Это стихотворение Блок включает в список своего «маленького Пушкина» («все, что нужно») 21 января 1921 года:
«1820 — «Мне бой знаком…»»
«1821,— пишет далее Блок, — кажется, пустой».
Может, цифра 21, повторенная трижды, его утомила… Блок обрывает хронологию списка.
Но вот стихотворение именно 1821 года «Война»:
До чего блоковские слова! Это уже не просто перекличка, а диалог.
Чудовищное веселье от приближающейся реальности битвы (наконец-то!) видим мы у Есенина. Его сопереживание настолько прямодушно и полно, что вопрос о времени происходящего как бы уже и не стоит; полтора века, разделяющие поэта и его героя, сокращены общей страстью. Радость реальности даже в знании поражения — какая-то польская музыка речи…
Этот переброс, перелет грамматических времен у Есенина — как свист будущих и уже прошлых ядер одновременно — необыкновенно выразителен…
Вот где уже не будущее в прошедшем — прошедшее, в будущем, даруемое грядущим поражением п р о в и д е н и е. Герои Есенина провидят смерть, на которую идут.
Мандельштамовская битва — битва вообще, никак не датируется — «старинная»… Намек на гравюру произведен не в строке, а в читательском сознании. Одно лишь это слово «старинная» чуть выдает поэтический секрет: сама битва, в современном словоупотреблении, «старинной» не бывает, старинной может быть лишь книга, картина, гравюра… Пастернак, по сравнению, уже точнее в датировке: оккупант, окоп, передовые разведки — слова, современные для поэта, лексикон «той» войны. И исторический экскурс «датирован»: допетровское ядро, до шведа. Это ДО интригует…

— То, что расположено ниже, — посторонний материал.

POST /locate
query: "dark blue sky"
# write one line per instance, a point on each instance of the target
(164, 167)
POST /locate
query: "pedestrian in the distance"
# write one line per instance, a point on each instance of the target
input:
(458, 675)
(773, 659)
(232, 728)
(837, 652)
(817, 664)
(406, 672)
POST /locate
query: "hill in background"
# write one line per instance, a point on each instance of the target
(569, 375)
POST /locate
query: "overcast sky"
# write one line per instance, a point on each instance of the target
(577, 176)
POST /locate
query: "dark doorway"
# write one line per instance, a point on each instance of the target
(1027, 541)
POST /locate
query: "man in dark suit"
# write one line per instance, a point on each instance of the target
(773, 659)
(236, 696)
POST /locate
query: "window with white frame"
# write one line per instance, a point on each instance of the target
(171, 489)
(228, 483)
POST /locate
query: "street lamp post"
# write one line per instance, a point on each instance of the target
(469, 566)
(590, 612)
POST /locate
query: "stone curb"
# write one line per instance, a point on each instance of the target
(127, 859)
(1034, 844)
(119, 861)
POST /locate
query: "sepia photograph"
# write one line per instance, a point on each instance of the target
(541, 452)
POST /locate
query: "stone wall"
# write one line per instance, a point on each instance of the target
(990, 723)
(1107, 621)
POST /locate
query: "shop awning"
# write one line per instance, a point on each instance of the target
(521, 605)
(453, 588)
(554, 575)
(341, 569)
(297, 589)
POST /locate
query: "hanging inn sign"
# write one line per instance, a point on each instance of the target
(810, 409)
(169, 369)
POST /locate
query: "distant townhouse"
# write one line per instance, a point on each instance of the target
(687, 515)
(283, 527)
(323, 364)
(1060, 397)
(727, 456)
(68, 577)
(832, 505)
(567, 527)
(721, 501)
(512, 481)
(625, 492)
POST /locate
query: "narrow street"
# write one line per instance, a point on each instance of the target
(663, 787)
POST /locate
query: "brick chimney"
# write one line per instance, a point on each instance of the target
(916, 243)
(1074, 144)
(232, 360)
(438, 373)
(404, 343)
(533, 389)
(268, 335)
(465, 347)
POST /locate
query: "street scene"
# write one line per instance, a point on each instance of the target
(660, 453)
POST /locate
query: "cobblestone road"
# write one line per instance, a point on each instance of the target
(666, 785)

Швед. Петр. Полтава. Пушкин… До Пушкина, что ли?
Здесь! так вот где битва! ни ассоциаций, ни уподоблений, ни воспоминаний, ни гравюр — одно движение. Время — настоящее; ничего старинного — «зарею новой» (хотя автора от битвы тоже отделяют каких-нибудь сто двадцать лет); «кудрявость» — будущей гравюры: «дым багровый кругами всходит», «волнуясь, конница летит». Нерасторжимо участие пейзажа в битве: равнина, холмы, кусты, поле — работают. Жатва — битва («как пахарь, битва отдыхает»). Указание Пастернака — до Петра, до шведа — остается непонятным, настолько — точно его «приближение грозы» опирается всеми своими реалиями битвы на «Полтаву», которую мы зубрили настолько наизусть (как в школе, так и в гимназии), что на многие годы оказывались отлучены от ее поэзии.